ATLANTIC Simon Winchester (Harper Press, £25)
If he had lived in the 18th century, Winchester could have been a buccaneer, wielding his literary sword with poetic licence. The pirate in him, quaint and quirky and delving into the most unlikely hollows of nature — sometimes centred on disaster as in his excellent volcanic Krakatoa — is evident in this study of the Atlantic, in which he uncovers a whole host of vicissitudes with which we may be familiar but to which Winchester adds his foraging touch.
Enlightened by the geography — the “pond” was shaped 190 million years ago — we are in for a rollicking voyage of the many events that have made the ocean both a lifeline through trade and infamous through slavery. Cape Coast Castle, with its “door of no return”, which was visited by a President Obama a year or so ago, is highlighted by a famous trial there which saw 54 pirates hanged from the cannons on the castle walls while African captives rescued from their slave ships by a British patrol were actually entombed in the notorious dungeons and then sent across the sea again in chains to labour in the Americas.

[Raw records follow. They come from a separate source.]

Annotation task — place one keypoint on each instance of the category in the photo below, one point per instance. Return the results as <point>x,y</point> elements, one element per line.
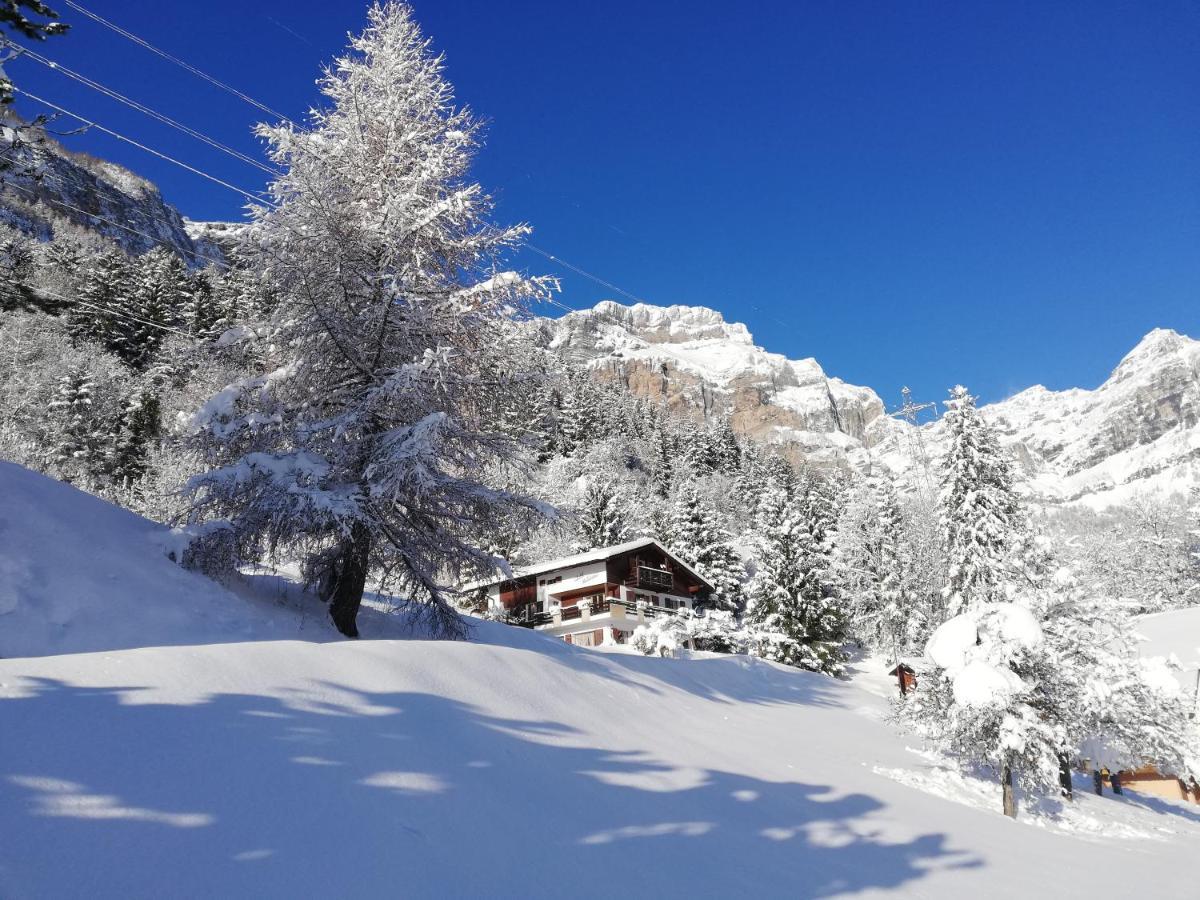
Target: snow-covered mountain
<point>100,197</point>
<point>1139,430</point>
<point>701,365</point>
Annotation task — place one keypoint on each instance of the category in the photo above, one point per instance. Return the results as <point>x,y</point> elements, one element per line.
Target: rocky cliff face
<point>97,197</point>
<point>1139,430</point>
<point>702,366</point>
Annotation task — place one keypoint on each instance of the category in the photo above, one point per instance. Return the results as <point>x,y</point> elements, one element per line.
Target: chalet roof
<point>913,664</point>
<point>597,556</point>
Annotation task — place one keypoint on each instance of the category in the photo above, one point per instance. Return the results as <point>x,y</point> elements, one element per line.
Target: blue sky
<point>912,192</point>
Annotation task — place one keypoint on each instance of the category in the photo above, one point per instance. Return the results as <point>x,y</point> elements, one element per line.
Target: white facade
<point>563,605</point>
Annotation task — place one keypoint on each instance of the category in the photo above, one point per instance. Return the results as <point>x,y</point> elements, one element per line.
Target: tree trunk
<point>1065,777</point>
<point>1006,780</point>
<point>352,579</point>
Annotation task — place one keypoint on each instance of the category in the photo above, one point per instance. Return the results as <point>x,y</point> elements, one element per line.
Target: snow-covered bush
<point>663,635</point>
<point>979,700</point>
<point>208,547</point>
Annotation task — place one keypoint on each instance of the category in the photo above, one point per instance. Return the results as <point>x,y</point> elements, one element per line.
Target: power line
<point>138,144</point>
<point>115,313</point>
<point>263,107</point>
<point>157,241</point>
<point>583,273</point>
<point>177,60</point>
<point>142,108</point>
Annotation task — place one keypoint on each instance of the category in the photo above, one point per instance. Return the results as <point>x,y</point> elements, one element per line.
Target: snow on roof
<point>594,556</point>
<point>1174,636</point>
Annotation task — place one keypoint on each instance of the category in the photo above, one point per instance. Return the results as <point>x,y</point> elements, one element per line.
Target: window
<point>654,579</point>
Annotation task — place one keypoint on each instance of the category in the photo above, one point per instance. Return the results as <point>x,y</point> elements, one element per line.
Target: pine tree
<point>601,522</point>
<point>202,311</point>
<point>979,507</point>
<point>105,297</point>
<point>873,545</point>
<point>369,449</point>
<point>160,291</point>
<point>697,537</point>
<point>726,448</point>
<point>77,450</point>
<point>796,615</point>
<point>138,429</point>
<point>580,415</point>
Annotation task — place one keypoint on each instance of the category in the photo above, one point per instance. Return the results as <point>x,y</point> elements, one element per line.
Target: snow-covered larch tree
<point>367,449</point>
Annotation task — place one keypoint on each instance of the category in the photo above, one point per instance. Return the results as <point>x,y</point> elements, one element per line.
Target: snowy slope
<point>508,766</point>
<point>78,574</point>
<point>1138,431</point>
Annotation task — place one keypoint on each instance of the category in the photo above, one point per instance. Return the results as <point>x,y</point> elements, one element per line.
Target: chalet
<point>905,672</point>
<point>601,595</point>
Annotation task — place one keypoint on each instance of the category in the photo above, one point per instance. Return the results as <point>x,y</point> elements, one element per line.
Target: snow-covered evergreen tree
<point>601,522</point>
<point>877,567</point>
<point>979,701</point>
<point>160,288</point>
<point>367,449</point>
<point>796,613</point>
<point>979,507</point>
<point>78,449</point>
<point>697,537</point>
<point>105,291</point>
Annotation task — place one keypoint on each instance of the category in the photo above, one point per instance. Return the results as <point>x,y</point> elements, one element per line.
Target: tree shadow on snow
<point>103,793</point>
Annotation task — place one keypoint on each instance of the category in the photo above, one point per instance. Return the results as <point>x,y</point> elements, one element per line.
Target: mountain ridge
<point>1138,430</point>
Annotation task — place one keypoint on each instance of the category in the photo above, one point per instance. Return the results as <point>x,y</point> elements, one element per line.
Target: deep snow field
<point>231,745</point>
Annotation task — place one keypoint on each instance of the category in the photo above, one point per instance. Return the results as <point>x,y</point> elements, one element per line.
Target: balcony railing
<point>654,579</point>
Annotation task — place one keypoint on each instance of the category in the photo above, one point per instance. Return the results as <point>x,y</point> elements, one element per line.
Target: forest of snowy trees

Of course, as Britannia rules the waves, we learn a lot about galleons and seamen like Nelson, who gave the nation unprecedented supremacy in colonial times, and the submarine battles of the Second World War (stressing the sinking of the Lusitania). But at the same time we discover more about the earlier exploration of America — almost certainly the first crossing was made by the Viking Leif Eriksson, some 500 years before Columbus’s great adventure. Winchester regales us with his personal journey as well, from the time he took a romantic trip across the Atlantic aboard one of the three White Empresses. Travelling with him is a delight, as he continues to act as a beacon shining on a saga of war, exploration, industry and settlement.